The Honest Truth
I break things. A lot.
I've deployed code when my server disk was 99% full. I've promoted broken canaries without checking if they were actually working. I've made the same mistakes over and over.
So I built a tool that literally won't let me be stupid.
It's called SwiftDeploy. And this is the story of how I built it.
What Does This Tool Actually Do?
In simple terms:
- You write ONE file describing your app
- The tool generates everything else (Nginx config, Docker files)
- Before deploying, it asks permission from a policy engine
- If your disk is too full or CPU is too high → deployment blocked
- If your canary has too many errors → promotion blocked
- You get a live dashboard showing what's happening
- You get an audit report showing what happened
Think of it like a security guard at the door who checks your ID before letting you in.
The Architecture (Simple Picture)
Think of it like this:
You edit manifest.yaml
↓
swiftdeploy CLI reads it
↓
┌───┼───┐
↓ ↓ ↓
nginx Docker OPA
.conf compose (policy engine)
The CLI asks OPA before doing anything important. OPA says YES or NO with a reason. That's it.

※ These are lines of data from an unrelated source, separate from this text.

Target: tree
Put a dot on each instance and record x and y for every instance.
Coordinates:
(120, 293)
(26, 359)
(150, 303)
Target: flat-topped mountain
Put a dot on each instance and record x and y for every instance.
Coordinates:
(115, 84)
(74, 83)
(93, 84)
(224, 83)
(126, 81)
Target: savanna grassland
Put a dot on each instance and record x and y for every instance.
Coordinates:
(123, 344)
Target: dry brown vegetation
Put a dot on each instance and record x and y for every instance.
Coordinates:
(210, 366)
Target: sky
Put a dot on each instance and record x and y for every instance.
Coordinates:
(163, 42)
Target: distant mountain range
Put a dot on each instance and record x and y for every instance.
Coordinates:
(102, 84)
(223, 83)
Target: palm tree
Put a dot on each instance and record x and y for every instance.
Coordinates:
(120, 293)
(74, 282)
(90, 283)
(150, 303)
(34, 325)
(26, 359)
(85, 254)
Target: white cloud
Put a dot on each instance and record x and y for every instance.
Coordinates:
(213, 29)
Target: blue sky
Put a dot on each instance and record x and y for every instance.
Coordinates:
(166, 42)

The One File You Actually Edit
All I ever touch is manifest.yaml. Everything else is automatic.
app:
name: swift-deploy-1
mode: stable
services:
image: nneoma-swiftdeploy:latest
port: 3000
nginx:
port: 8090
That's it. Three sentences. The tool handles the rest.
The Eyes: Watching Everything
My API now has a /metrics endpoint. It's like a health tracker for your app.
It tells me:
- How many people are using my app
- How many errors are happening
- How slow the responses are
- How long the app has been running
Here's what it actually looks like:
http_requests_total{method="GET",status_code="200"} 42
app_uptime_seconds 67108
app_mode 1
chaos_active 0
Boring? Yes. Useful? Absolutely.
The Brain: Asking Permission Before Doing Anything Dumb
Here's where it gets clever.
I added something called Open Policy Agent (OPA). It's just a tiny program that answers one question: "Is it safe to do this?"
Before Deploying
I ask OPA: "Hey, is my server healthy enough for a deployment?"

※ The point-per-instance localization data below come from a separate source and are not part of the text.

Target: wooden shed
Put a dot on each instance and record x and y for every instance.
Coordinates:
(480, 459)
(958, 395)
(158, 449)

I send my disk space, CPU load, and memory.
OPA checks the rules and says YES or NO. If NO, it tells me WHY.
Before Promoting a Canary
I ask a different question: "Is my canary version actually working?"
I send the current error rate and how slow the responses are.
OPA blocks me if errors are over 1% or responses take longer than 500ms.
The Rules (Written Like Plain English)
The rules are easy to read. Here's the infrastructure rule:
Allow deployment if:
- Disk space is at least 10GB
- CPU load is under 2.0
- Memory is at least 10% free
If disk is too full, say: "Disk free below minimum"
If CPU is too high, say: "CPU load exceeds maximum"
Here's the canary rule:
Allow promotion if:
- Error rate is under 1%
- P99 latency is under 500ms
If errors are too high, say: "Error rate exceeds 1%"
If latency is too high, say: "P99 latency too high"
The thresholds aren't buried in code. They live in a separate file. I can change them without touching the rules.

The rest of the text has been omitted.